The cube root of a real number $x$, written as $\sqrt[3]{x}$, is the real number $y$ such that $y^{3}=x$. Equivalently, $\sqrt[3]{x}^{3}=x$. Or, $\sqrt[3]{x}\sqrt[3]{x}\sqrt[3]{x}=x$. The cube root notation is actually an alternative to exponentiation. That is, $\sqrt[3]{x}=x^{\frac{1}{3}}$.

Properties:

• The cube root operation of an exponentiation has the following property: $\sqrt[3]{x^{n}}=\sqrt[3]{x}^{n}$.

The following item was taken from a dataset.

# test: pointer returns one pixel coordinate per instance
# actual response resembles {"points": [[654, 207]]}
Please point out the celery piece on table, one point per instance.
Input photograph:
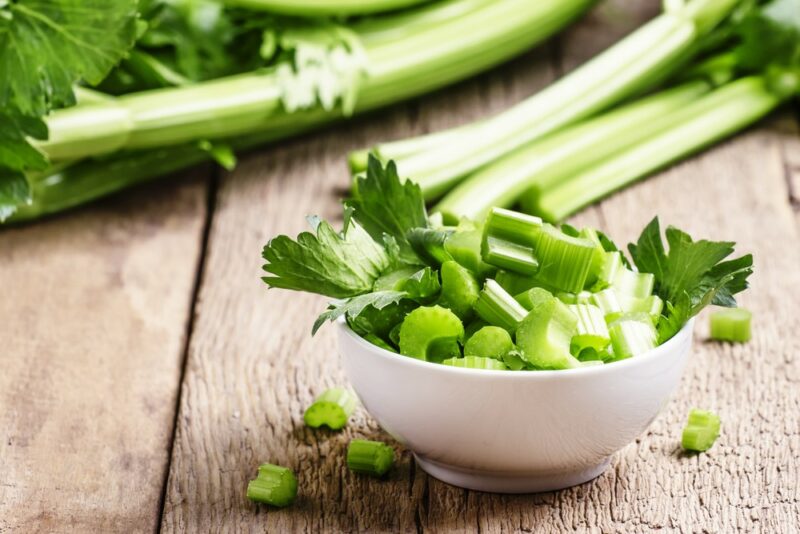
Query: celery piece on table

• The cube root operation is distributive for multiplication and division, but not for addition and subtraction. That is, $\sqrt[3]{xy}=\sqrt[3]{x}\sqrt[3]{y}$, and $\sqrt[3]{\frac{x}{y}}=\frac{\sqrt[3]{x}}{\sqrt[3]{y}}$.

• However, in general, the cube root operation is not distributive for addition and substraction. That is, $\sqrt[3]{x+y}\not=\sqrt[3]{x}+\sqrt[3]{y}$ and $\sqrt[3]{x-y}\not=\sqrt[3]{x}-\sqrt[3]{y}$.

• The cube root is a special case of the general nth root.

• The cube root is a continuous mapping from $\mathbb{R}\to\mathbb{R}$.

• The cube root function from $\mathbb{R}\to\mathbb{R}$ defined as $f(x)=\sqrt[3]{x}$ is an odd function.

Examples:

1. 1.

   $\sqrt[3]{-8}=-2$ because $(-2)^{3}=(-2)\times(-2)\times(-2)=-8$.

2. 2.

   $\sqrt[3]{x^{3}+3x^{2}+3x+1}=x+1$ because $(x+1)^{3}=(x+1)(x+1)(x+1)=(x^{2}+2x+1)(x+1)=x^{3}+3x^{2}+3x+1$.

3. 3.

   $\sqrt[3]{x^{{3}}y^{{3}}}=xy$ because $(xy)^{3}=xy\times xy\times xy=x^{{3}}y^{{3}}$.

4. 4.

   $\sqrt[3]{\frac{8}{125}}=\frac{2}{5}$ because $(\frac{2}{5})^{3}=\frac{2^{3}}{5^{3}}=\frac{8}{125}$.